If you haven’t heard of the great benefits of deep breathing, it’s worth learning about this.
The practice of deep breathing stimulates our parasympathetic nervous system (PNS), responsible for activities that occur when our body is at rest. It functions in opposite to the sympathetic nervous system, which stimulates activities associated with the flight-or-fight response.
By voluntarily changing the rate, depth, and pattern of your breathing, you can change the messages being sent from the body’s respiratory system to the brain. In this way, breathing techniques provide a portal to the autonomic communication network through which you can, by changing your breathing patterns, send specific messages to the brain using the language of the body, a language the brain understands and to which it responds.
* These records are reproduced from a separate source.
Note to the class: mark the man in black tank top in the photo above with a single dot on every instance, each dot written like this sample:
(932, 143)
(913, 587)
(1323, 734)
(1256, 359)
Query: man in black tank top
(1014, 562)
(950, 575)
Messages from the respiratory system have rapid, powerful effects on major brain centers involved in thought, emotion, and behavior.
In this Huffington Post article Get a Hold of Yourself: 3 Kinds of Breathing, it teaches 3 kinds of deep breathing techniques.
- Coherent breathing – breathing slowly at a rate of five breaths per minute. Simply count silently to yourself from one to five while inhaling, and the same count while exhaling. Changing the rate of your breath in this way maximizes the heart rate variability (HRV) and causes a shift in our nervous system.
- Resistance breathing – creating a resistance in the flow of air by pursing the lips, placing the tip of the tongue against the inside of the upper teeth, hissing through the clenched teeth, tightening the throat muscles, partly closing the glottis, narrowing the space between the vocal cords or using an external object such as breathing through a straw.
- Breath Moving – using your imagination to move your breath through your body.
There are so many types of breathing techniques, and for different purposes. I do the coherent breathing because it simply feels good, it immediately relaxes me, and is easy to fit into my day.
Paying attention to your breath is a wonderful way to practice mindfulness as well.
In many traditions, the word ‘breath’ means the same a ‘spirit’.
Most of us hardly breathe at all. We hold our tension in the body and breathe shallowly. Breathe!